The file was thick, dating back to before her days with the Young Lords Party. It started with NYPD reports, trailing her and his father after Papi’s arrest for the Brooklyn College takeover. After that, when they joined the Lords, COINTELPRO was almost always on their tail. Despite years of hearing his parents’ stories of harassment by the NYPD and the FBI, it was still a trip to see the actual files. To reframe what he’d assumed was the hyperbole of jaded activists as actual fact. Proof not only of his parents’ just paranoia, but also a mirror, he realized, to the skepticism he’d clearly held about it.

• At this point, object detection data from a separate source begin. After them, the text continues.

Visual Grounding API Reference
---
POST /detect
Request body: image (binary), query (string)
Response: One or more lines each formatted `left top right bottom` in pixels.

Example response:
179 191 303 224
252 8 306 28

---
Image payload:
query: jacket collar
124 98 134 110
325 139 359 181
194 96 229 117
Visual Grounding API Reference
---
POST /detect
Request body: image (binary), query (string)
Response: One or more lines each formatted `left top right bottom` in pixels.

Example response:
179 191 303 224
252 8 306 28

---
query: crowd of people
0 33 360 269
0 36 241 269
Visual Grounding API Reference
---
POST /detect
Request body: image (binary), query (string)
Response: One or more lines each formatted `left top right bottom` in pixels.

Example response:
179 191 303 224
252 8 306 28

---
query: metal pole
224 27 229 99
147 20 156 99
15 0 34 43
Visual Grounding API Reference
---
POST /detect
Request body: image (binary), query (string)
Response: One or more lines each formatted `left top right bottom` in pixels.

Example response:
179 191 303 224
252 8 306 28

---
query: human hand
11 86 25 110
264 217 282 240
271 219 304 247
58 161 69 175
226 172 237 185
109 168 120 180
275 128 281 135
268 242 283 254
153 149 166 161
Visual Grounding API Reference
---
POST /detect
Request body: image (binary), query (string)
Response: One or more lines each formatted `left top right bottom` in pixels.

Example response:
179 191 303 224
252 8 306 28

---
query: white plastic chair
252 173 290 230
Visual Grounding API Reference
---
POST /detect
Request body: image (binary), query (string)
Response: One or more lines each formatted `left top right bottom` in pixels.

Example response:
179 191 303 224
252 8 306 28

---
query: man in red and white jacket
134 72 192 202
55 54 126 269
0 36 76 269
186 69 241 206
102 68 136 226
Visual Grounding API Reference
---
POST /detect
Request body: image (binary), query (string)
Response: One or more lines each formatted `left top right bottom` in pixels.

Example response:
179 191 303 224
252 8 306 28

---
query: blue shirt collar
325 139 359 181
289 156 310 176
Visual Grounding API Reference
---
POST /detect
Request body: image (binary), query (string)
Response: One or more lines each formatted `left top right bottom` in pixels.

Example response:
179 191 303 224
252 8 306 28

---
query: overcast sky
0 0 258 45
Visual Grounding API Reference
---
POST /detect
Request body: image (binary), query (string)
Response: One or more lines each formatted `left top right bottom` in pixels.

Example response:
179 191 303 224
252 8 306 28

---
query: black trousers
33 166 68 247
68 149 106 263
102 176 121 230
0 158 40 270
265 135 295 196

After the Lords disbanded, the FBI seemingly lost interest in his mother. Through childhood recollections buttressed by findings from the internet, Prieto sketched an outline of her life over the course of the ten or so years that followed. She was still living with them in New York, teaching at Hunter College. She became increasingly involved with a radical wing of the Socialist party, one more global in scope than the Lords. She’d begun going on a speaking circuit, traveling to Mexico, Central and South America, and, from what Prieto could piece together from old Socialist newspapers he found online, spending time in South Africa on anti-apartheid efforts.
Then, in 1989, the year before his mother disappeared from their lives, the FBI file picked up again. Robustly. A man named Ojeda Ríos was on trial for shooting an FBI agent with an Uzi during a raid on his home in Puerto Rico. The raid was part of an attempted arrest for a bank robbery Ojeda Ríos allegedly committed in Connecticut. Of course, Prieto knew, Ojeda Ríos was no ordinary bank robber, but the leader of Los Macheteros, a militant Puerto Rican independence group that the U.S. government had deemed a terrorist organization. The bank robbery itself was as much about protesting colonialism as it was a money grab. His mother penned a series of impassioned op-eds championing his cause and was immediately back on the FBI’s radar.
Ojeda Ríos was eventually acquitted for injuring the FBI agent, but jumped bond on the robbery charge in 1990. He found cover in the hills and forests of Puerto Rico, managing his secret paramilitary army and disseminating, via the local media, recordings to his followers throughout the rest of the island. Humiliated, the FBI launched a manhunt, deploying hundreds of agents in search of Ojeda Ríos. It was in November of that same year that they put eyes on Prieto’s mother in San Juan, but she quickly vanished, leading the agents to believe she had joined Ojeda Ríos in the hills. They had been correct. In 1993 she emerged again to claim credit, on behalf of Ojeda Ríos’s army, for a bombing at the home of Puerto Rico’s then governor-elect. He’d won on a platform of privatization and statehood; the bomb detonated on the eve of his inauguration, leaving the house in flames. No one had been home at the time. Like her mentor, his mother evaded apprehension and for a time, the FBI believed she’d escaped to Cuba. Then, fifteen years ago she was spotted in Chiapas, Mexico, where she’d found refuge with the Zapatistas. Ojeda Ríos, for his part, became a sort of folk hero on the island, living openly in the Puerto Rican countryside, evading the law until 2005 when he was assassinated by the FBI. It had happened on the anniversary of el Grito de Lares—September 23—fifteen years to the day after he had escaped. On the island there was an outcry.